Even worse, he fails to accurately summarize what he said.
He writes now:
The American Scene: It's probably, no, definitely a bad idea to start responding to every criticism of my Atlantic article (and soon book) on Harvard, elite education etc. But I've heard a variant of Brad DeLong's argument from a lot of people -- namely, that my complaint that Harvard provides little or no institutional guidance to its students once they arrive makes me the equivalent of "a horse, led painstakingly and expensively to water, bitterly complaining that nobody forced it to drink."...
But then he wrote something different. If you go read the conclusion of Douthat's Atlantic Monthly article, the complaint is not that Harvard "provides little or no institutional guidance to its students," the complaint is that Harvard is too easy:
It was hard work to get into Harvard... competing for offices and honors and extracurriculars... swirling social world... fighting for law-school slots and investment-banking jobs.... But the academics... were another story.... [T]he moment happened over and over again at Harvard, when we said "This is going to be hard" and then realized "No, this is easy." Maybe it came when we boiled down a three-page syllabus to a hundred pages of exam-time reading, or saw that a paper could be turned in late... or handed in C-quality work and got a gleaming B+... it wasn't our sloth... or our pushing for higher grades, that made Harvard easy.
No, Harvard was easy because almost no one was pushing back.
I do think that Harvard (and Berkeley!) make it too easy for the Douthats to slide by, and that at the administrative level the universities do much too little to reward and encourage those teachers who do push back hard and demand much. But let me stand by what I said before: In my day--and, by all accounts, in Ross Douthat's day, and today--it is easy to find teachers who will push back hard: indeed, you have to work pretty hard to avoid them.
Ross Douthat claims now that his point was: "[at Harvard] the only academic guidance takes the form of a terrible, terrible Core Curriculum," and that as a result most students "didn't do a good job picking... (I don't know what the advising system was like in DeLong's era, but it's nearly nonexistent now), thirty-two classes out of the hundreds and hundreds of potential offerings that Harvard flings at you."

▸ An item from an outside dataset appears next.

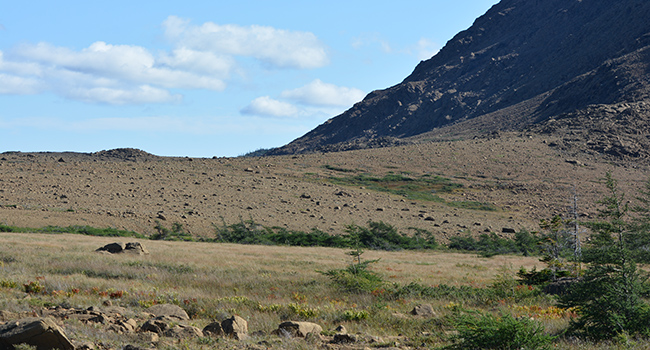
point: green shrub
(354, 315)
(609, 298)
(504, 332)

But as he wrote then, he and his peers were "studious primarily in our avoidance of academic work, and brilliant largely in our maneuverings to achieve a maximal GPA in return for minimal effort. It was easy to see the classroom as just another résumé-padding opportunity.... If that grade could be obtained while reading a tenth of the books on the syllabus, so much the better...." In such a situation, better advising and guidance--better information about courses and what they were like--would not have helped at all.
Damned if I know what can be done to keep those "studious primarily in... avoidance of academic work, and brilliant largely in... maneuverings to achieve a maximal GPA in return for minimal effort" from wasting their time. The smarter and more energetic they are, the harder the problem.